The richness of Ossie Davis's wit and humor complimented his commanding intellect and compelling art. Once in my home at a not too uncommon ritual of planning for our emerging desegregation battle in Montgomery, Alabama, Dr. King, Stan Levinson, Bernard Lee, Ossie and a few others were listening to Bayard Ruston, our most knowledgeable on the application in Ghandian non-violent methodology. And Bayard guided us through steps of what to do if our marches were stopped by state troopers, what to do if we were tear-gassed or beaten, what not to do in retaliation, what to do in the paddy wagon, what to do what booked at the police station, what to say, when to resort to fasting if incarcerated long enough and so on and so forth. We listened carefully and asked questions, absorbing all we could, and went off over the following weeks to organize our demonstrations. On the March for the Selma, we planned for the tens of thousands of marchers to arrive that night just outside of Montgomery at a holding point given to us by the catholic church, a place called, St. Jude., the grounds were quite spacious. On the morning before the arrivals, to insure that morale and spirit of the marchers would not wane, we built a stage made from 120 coffins donated by two local funeral parlors on which dozens upon dozens of America's most well known artists would perform. In my task to arrange all of this, I greated our chartered flights at Montgomery airport from Los Angeles and New York, crammed with our cultural luminaries. Stepping off the plane, behind Tony Bennet and Leonard Bernstein and others was Ossie, and in the not too distance background stood the governor of Alabama, George Wallace's most feared racist law enforcement chief, Bo Connor and his battle-ready GESTAPO. Ossie paused and gazed at the display of force, and at that moment, all of the horrors that Bayard Ruston had prepared us before danced before us. And just as he was envisioning that we would either be shot or beaten or have mad dogs nipping at our genitalia, or sensing more humanely just perhaps being sent to prison forever, Ossie expressing his deepest concern, turned to me and said, tell me, Harry, you don't snore, do you? just as a reminder, this was the march in which Viola Liuzzo was murdered by the Ku Klux Klan.

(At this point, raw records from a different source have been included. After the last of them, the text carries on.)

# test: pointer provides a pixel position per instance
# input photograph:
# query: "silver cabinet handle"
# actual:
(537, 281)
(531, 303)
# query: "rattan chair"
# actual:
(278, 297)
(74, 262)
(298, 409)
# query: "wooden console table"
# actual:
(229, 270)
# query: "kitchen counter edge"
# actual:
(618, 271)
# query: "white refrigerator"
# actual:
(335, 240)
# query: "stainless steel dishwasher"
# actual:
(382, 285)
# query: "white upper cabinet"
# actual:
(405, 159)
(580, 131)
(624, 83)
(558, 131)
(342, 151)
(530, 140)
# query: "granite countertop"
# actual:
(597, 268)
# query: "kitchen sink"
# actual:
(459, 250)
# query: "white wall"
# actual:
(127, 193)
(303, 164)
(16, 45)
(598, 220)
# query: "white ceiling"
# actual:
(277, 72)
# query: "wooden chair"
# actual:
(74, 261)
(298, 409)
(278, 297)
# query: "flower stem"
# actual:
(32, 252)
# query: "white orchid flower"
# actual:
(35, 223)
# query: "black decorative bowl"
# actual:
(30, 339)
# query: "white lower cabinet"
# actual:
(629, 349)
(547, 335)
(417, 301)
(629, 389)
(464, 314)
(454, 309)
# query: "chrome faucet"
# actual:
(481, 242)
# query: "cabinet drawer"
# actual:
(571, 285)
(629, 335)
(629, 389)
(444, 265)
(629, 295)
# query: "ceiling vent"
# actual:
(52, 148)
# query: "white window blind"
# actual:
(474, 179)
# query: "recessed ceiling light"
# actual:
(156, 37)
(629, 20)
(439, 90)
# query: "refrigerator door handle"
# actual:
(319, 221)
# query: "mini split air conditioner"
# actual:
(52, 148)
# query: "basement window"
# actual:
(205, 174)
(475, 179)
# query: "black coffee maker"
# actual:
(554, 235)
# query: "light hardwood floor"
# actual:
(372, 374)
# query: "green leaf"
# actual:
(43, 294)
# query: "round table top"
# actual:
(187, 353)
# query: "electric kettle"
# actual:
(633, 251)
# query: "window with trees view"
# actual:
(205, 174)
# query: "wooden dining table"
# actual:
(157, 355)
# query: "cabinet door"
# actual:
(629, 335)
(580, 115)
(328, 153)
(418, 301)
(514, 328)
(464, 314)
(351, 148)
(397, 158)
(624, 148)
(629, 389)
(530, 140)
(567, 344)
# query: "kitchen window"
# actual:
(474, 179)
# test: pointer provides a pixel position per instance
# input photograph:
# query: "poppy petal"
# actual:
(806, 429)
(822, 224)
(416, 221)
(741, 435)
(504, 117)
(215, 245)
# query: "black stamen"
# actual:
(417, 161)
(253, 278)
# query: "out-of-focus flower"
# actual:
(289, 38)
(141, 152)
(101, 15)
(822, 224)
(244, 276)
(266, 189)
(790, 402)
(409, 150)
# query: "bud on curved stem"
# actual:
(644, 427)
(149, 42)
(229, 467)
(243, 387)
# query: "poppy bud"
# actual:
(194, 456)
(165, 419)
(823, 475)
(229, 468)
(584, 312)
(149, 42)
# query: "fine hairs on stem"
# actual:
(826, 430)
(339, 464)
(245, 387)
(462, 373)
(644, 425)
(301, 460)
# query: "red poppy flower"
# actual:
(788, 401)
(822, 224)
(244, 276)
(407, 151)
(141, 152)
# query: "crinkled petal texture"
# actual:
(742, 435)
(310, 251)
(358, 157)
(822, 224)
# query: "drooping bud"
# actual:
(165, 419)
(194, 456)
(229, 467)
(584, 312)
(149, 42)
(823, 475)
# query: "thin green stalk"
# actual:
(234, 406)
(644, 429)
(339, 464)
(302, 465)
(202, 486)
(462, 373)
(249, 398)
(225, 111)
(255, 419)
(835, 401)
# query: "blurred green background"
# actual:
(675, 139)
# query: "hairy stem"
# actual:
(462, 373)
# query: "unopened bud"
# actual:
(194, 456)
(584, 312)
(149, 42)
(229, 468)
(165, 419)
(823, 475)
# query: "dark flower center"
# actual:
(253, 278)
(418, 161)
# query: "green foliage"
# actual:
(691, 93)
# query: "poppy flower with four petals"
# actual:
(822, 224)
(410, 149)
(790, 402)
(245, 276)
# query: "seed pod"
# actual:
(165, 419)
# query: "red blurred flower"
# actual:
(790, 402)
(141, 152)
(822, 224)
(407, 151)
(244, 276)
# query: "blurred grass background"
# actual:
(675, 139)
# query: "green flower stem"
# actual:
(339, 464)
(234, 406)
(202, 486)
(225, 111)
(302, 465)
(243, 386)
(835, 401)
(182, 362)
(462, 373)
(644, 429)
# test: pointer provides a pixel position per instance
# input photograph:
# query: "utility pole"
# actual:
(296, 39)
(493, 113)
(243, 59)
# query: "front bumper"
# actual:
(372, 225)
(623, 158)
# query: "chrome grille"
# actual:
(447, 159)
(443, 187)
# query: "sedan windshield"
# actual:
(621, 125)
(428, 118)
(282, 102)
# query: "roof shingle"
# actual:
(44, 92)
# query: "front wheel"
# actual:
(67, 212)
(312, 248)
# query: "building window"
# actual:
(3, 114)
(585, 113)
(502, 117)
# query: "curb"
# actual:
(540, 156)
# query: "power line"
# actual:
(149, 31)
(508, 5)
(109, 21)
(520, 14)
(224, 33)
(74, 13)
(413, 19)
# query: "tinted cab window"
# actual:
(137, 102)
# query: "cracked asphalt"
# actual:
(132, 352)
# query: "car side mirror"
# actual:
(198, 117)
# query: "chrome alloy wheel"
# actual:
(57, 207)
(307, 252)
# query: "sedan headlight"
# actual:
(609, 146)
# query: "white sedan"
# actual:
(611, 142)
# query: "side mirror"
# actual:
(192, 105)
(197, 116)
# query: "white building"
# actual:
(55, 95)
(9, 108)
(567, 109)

It is hard to fathom that we will no longer be able to call upon his wisdom, his humor, his passion, his loyalty, his moral strength to guide us in the choices we have yet to make in the battles that are yet to be fought. But how fortunate we are, how fortunate we were, to have had him as long as we did. How fortunate we are that he has left us as did Paul, and W.E.B. and Malcolm, and Fanny Lou, and Medgar, and Bobby, and Eleanor, for the blueprint of courage that defined them, and is now left for us, and future generations to absorb and implement by speaking truth to power. We can never say, we do not know how, for there are none to guide us, or to inspire us, and tell us how, or help us understand in unshakeable terms that our struggle will succeed, and that justice will prevail, and that our humanity will endure. Thank you, Ossie. Those whose lives you have touched are forever inspired, and we are deeply, deeply grateful.